Signal processing and sensor Inconsistancy issues.
I'm one of the programmers for team 2856, and I was wondering if I could have the community's help solving one of our problems that has truly gotten us stumped.
Essentially, in our autonomous program we are trying to develop a method that will let us know if our robot has bumped into something while were driving around. We looked at several different methods in order to actually sense the bump, but we found that all of our options were flawed for the same reason, but before i get into that, let me tell you what we tried.
First we wanted to try and sense if we had been bumped using the accelerometer, but we found that our chassis was too bumpy and would give us noise that was "louder" than the bump of a bowling ball. We then tried changing the bump to a solid object, a wall. If the robot hit the wall, we could barely detect the bump, but the robot has to be completely stopped which is far from ideal for our uses. When we tried to average the data, the bump was lost because it was so small. [important to note here that you looked at all the acceleration data (in both x, y, z axes). Noise was very high, even so much so that we couldn’t really detect that we were going down the ramp using the z-axis data. Also important to note that we considered x might be useful for a forward bump, y might be useful for a bump while turning (since the lateral acceleration might change with a bump), we used z only really to get to get a sense of noise (z should be pretty constant on a flat surface, should change appreciably on a slanted surface)]
The next thing that we tried was measuring our robots speed and trying to detect changes. The way we did this was to take the encoder counts on our wheels and the speed of the motors to calculate about how fast we were going. After gathering some data on the wheels normal speeds, we could then average our current speed with our predicted motor speed and then look for an anomaly. Unfortunately, we ran into a similar issue with the accelerometer; the wheels actually don't change much in speed unless you are stalled against an object, not if you are simply hit by the bowling ball. Here is our code for this measuring. http://pastebin.com/msCuqAyv
Finally, we tried using the gyro for detecting if we were hit while we were turning. We created a program where we would take the past 3 measurements, and if they deviated too far from each other then the robot would stop. While it seemed like this would work in theory, in practice we found that the values were far to finicky, and sometimes the same threshold(constant) would need wildly different amounts of force to be detected.

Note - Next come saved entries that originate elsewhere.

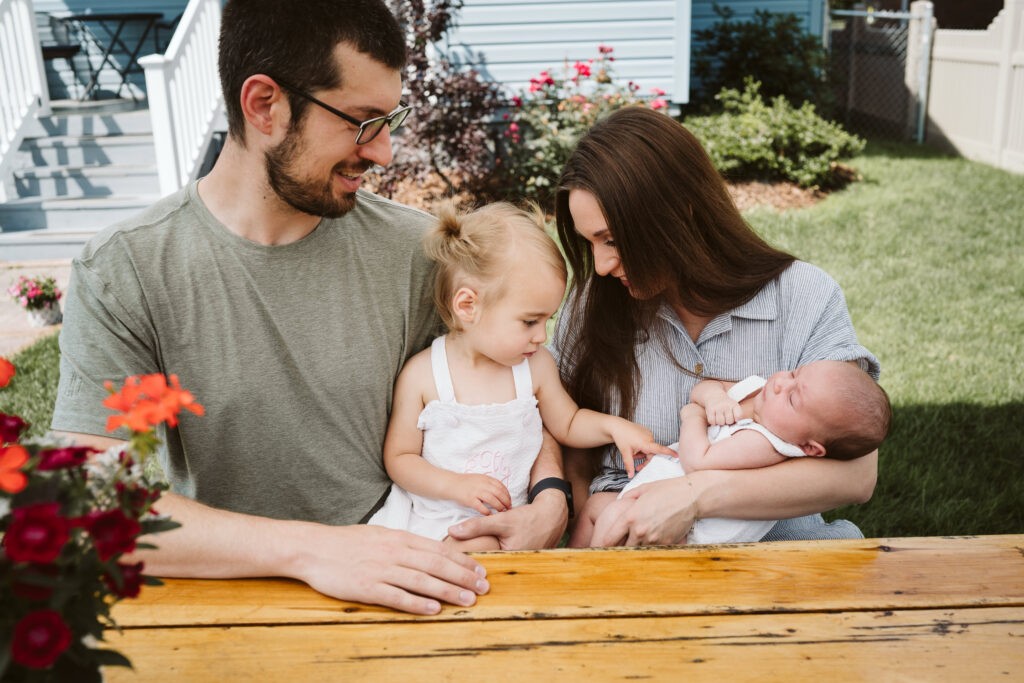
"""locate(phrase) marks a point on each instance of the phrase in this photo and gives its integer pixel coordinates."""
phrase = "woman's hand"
(481, 493)
(662, 514)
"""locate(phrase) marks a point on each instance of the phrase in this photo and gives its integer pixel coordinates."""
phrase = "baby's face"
(797, 404)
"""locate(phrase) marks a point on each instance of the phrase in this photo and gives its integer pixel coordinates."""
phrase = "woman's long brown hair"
(678, 233)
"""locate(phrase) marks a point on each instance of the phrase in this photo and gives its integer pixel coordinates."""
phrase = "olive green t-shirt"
(293, 349)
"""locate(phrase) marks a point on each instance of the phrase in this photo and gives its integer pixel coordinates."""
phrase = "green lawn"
(928, 249)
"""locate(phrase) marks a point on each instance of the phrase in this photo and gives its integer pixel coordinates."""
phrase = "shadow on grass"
(951, 469)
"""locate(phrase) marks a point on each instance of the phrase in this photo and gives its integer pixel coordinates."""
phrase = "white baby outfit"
(499, 439)
(717, 529)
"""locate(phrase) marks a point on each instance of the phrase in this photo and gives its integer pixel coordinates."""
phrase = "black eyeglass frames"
(370, 128)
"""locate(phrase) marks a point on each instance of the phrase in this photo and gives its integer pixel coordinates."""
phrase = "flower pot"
(48, 314)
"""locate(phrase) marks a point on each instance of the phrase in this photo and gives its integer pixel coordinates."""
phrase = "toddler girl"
(466, 422)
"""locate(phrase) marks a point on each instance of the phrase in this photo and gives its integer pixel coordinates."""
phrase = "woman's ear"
(465, 304)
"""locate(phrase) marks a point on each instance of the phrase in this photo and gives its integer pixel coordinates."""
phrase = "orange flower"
(12, 479)
(6, 371)
(146, 401)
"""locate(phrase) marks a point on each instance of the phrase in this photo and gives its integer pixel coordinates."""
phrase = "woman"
(682, 289)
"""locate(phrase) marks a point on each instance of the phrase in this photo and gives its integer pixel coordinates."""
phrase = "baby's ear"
(813, 449)
(464, 303)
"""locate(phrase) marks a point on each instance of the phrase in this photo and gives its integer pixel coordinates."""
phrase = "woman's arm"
(665, 510)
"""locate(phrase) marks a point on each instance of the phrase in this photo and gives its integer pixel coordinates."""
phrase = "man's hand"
(540, 524)
(378, 565)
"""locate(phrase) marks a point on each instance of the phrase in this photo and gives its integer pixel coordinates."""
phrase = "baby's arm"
(403, 447)
(714, 397)
(743, 451)
(582, 428)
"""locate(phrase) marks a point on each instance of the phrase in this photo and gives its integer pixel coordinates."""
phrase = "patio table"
(916, 608)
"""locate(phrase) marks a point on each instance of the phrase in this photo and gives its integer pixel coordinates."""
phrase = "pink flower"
(39, 639)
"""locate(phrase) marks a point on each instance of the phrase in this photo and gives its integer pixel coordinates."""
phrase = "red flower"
(39, 639)
(6, 371)
(112, 532)
(12, 479)
(37, 534)
(58, 459)
(10, 427)
(131, 581)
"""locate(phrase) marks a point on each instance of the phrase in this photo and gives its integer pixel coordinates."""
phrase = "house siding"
(511, 42)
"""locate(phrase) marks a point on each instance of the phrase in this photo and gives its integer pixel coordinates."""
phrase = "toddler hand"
(636, 443)
(482, 493)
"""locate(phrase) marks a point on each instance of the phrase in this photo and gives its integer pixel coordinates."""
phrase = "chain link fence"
(876, 88)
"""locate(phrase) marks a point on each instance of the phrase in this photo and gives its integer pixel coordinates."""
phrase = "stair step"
(72, 213)
(42, 244)
(83, 181)
(88, 150)
(94, 118)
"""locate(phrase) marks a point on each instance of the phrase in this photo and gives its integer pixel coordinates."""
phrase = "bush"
(754, 140)
(547, 120)
(772, 48)
(446, 136)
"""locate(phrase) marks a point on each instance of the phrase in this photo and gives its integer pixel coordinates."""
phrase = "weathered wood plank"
(838, 575)
(977, 644)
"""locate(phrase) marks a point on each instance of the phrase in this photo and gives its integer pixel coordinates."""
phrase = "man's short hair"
(296, 42)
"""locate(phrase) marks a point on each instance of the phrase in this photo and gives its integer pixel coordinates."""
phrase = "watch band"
(553, 482)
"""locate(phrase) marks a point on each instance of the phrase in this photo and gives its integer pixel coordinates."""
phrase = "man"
(287, 301)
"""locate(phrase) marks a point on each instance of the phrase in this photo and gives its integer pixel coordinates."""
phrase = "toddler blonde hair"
(479, 248)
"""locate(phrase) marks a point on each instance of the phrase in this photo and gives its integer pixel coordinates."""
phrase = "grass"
(927, 248)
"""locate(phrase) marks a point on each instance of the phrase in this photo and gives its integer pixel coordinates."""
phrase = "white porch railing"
(184, 94)
(23, 83)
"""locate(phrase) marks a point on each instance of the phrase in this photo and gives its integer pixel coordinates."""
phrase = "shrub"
(548, 118)
(754, 140)
(772, 48)
(446, 136)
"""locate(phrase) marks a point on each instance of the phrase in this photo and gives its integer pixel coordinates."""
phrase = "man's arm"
(361, 563)
(540, 524)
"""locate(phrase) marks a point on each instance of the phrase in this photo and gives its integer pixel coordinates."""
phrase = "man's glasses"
(370, 128)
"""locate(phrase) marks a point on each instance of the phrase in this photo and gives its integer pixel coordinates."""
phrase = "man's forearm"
(217, 544)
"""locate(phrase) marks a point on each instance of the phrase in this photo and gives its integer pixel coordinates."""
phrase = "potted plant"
(40, 297)
(68, 516)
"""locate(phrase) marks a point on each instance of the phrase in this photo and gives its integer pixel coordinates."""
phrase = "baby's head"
(489, 252)
(827, 408)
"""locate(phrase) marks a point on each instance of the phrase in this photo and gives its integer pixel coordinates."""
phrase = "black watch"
(553, 482)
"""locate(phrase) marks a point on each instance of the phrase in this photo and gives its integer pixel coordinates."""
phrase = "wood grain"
(973, 644)
(833, 575)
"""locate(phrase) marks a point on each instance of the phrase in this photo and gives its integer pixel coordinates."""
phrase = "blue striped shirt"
(798, 317)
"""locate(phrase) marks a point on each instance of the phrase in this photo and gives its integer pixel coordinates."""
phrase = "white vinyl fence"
(976, 103)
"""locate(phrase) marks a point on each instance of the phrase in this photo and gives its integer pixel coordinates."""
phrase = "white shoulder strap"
(523, 380)
(442, 377)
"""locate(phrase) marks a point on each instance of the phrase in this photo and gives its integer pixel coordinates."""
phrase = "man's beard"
(305, 195)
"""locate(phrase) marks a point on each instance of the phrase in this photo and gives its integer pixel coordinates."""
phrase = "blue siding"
(513, 41)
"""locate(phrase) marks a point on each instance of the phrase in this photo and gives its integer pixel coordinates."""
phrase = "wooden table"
(929, 608)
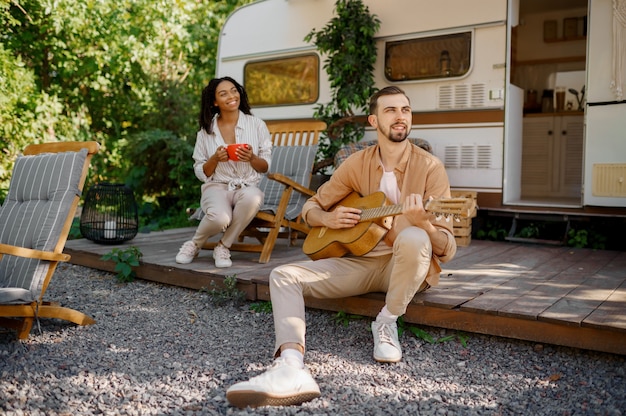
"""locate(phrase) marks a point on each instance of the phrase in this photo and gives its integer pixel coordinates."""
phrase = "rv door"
(513, 117)
(605, 145)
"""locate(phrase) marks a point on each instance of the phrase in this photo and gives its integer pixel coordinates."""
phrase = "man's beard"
(396, 137)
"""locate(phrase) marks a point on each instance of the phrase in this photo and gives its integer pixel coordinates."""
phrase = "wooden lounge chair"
(35, 220)
(286, 188)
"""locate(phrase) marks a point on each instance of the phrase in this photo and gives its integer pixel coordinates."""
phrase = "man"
(403, 263)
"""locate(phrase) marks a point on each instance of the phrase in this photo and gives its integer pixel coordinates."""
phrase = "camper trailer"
(520, 99)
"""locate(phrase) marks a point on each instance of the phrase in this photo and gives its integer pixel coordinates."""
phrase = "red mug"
(232, 150)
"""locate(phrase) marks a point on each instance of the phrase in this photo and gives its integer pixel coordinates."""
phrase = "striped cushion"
(295, 162)
(41, 193)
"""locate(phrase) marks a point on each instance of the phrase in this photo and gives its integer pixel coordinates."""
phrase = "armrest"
(32, 254)
(278, 177)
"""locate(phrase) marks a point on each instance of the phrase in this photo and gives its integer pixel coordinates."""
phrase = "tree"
(350, 48)
(116, 71)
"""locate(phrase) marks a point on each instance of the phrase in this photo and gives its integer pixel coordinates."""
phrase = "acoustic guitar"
(375, 221)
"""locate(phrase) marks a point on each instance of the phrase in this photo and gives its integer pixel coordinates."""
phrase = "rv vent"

One problem that it seems that all of our sensors have is inconsistency. Most of our valid methods couldn't be utilized because they were just too noisy, which is where i ask you, the community to come in. We are not very good at signal processing, and reduction of noise, so it would be very beneficial if someone who has a bit more experience could show us around a bit. I’ve attached our data and graphs on each method, maybe someone could find something we missed.
I was poking around the forums and I remember one team attempting to work on a simplified Kalman Filter for the accelerometer, has anyone gotten that code working?
Thank you for reading, and for any suggestions!